WASHINGTON (AP) — Republicans launched their latest, doomed try to kill President Barack Obama's health care overhaul on Tuesday. With no chance of succeeding, the House vote was solely an exercise in election-year political messaging.
Tuesday's vote was an attempt to override Obama's veto last month of legislation gutting much of the law and ending federal payments to Planned Parenthood. Republicans had no chance of mustering the two-thirds majority needed to reverse a veto, but Speaker Paul Ryan, R-Wis., said the effort would send an important signal.
"What we're proving today is if we have a Republican president next year, we will repeal Obamacare," Ryan told reporters, using a nickname for a law that GOP lawmakers have despised since it was pushed through Congress six years ago.
Ryan also said the GOP will offer its own proposal this year for replacing the law, saying it would lower costs and "restore the doctor-patient relationship." Republicans have criticized the law for increasing medical costs and giving patients less control over their care, charges Democrats dispute.

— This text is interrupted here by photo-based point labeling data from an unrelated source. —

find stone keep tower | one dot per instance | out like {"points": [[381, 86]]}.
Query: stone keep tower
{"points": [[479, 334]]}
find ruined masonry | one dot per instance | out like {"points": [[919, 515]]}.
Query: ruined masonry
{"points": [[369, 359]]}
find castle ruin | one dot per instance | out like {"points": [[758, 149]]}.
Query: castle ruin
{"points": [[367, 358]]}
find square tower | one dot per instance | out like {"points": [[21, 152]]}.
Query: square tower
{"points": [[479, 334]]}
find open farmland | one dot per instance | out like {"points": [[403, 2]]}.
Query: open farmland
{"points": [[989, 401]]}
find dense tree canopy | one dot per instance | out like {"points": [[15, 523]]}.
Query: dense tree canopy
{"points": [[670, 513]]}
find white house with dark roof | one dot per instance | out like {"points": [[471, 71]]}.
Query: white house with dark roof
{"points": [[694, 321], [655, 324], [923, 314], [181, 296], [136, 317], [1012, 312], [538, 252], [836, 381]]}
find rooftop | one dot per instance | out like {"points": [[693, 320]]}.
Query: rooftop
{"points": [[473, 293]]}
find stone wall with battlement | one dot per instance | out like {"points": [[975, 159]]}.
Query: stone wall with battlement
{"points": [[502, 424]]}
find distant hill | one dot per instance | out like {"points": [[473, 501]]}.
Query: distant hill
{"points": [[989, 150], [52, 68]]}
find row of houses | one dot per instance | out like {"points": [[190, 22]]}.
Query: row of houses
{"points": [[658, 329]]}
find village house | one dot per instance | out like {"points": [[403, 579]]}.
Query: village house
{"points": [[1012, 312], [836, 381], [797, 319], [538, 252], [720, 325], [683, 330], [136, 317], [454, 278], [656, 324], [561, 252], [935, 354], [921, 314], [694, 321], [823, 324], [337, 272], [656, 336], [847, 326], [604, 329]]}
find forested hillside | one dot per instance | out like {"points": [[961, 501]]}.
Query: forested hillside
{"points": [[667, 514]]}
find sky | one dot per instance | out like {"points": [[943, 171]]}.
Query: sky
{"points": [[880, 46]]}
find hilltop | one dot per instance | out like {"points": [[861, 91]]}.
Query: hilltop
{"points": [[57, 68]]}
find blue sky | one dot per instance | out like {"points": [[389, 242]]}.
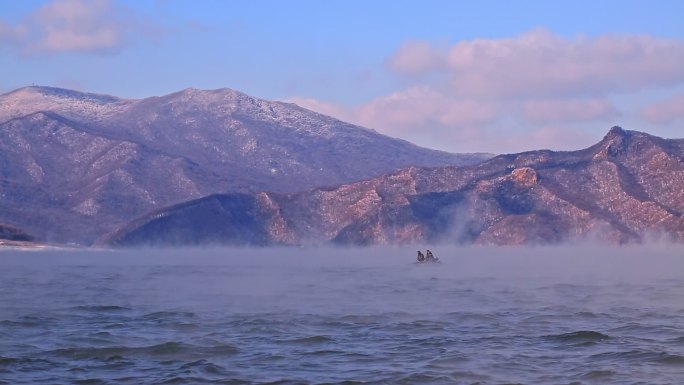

The GOP has struggled for years to coalesce behind a replacement plan.
Democrats mocked the GOP for trying yet again — and on Groundhog Day, no less — to kill or curb the law. Democrats said Tuesday's vote marked the 62nd such effort since Republicans took control of the House in 2011, and cited estimates from the nonpartisan Congressional Budget Office that the rollback would end medical care for millions of Americans.
"This is a historically callous action," said Rep. Chris Van Hollen, D-Md.
Van Hollen also said Republicans had "a lot of gall" to try blocking Planned Parenthood's federal money a week after a grand jury in Texas found no wrongdoing by the organization and instead indicted anti-abortion activists who had secretly filmed videos of the group's officials.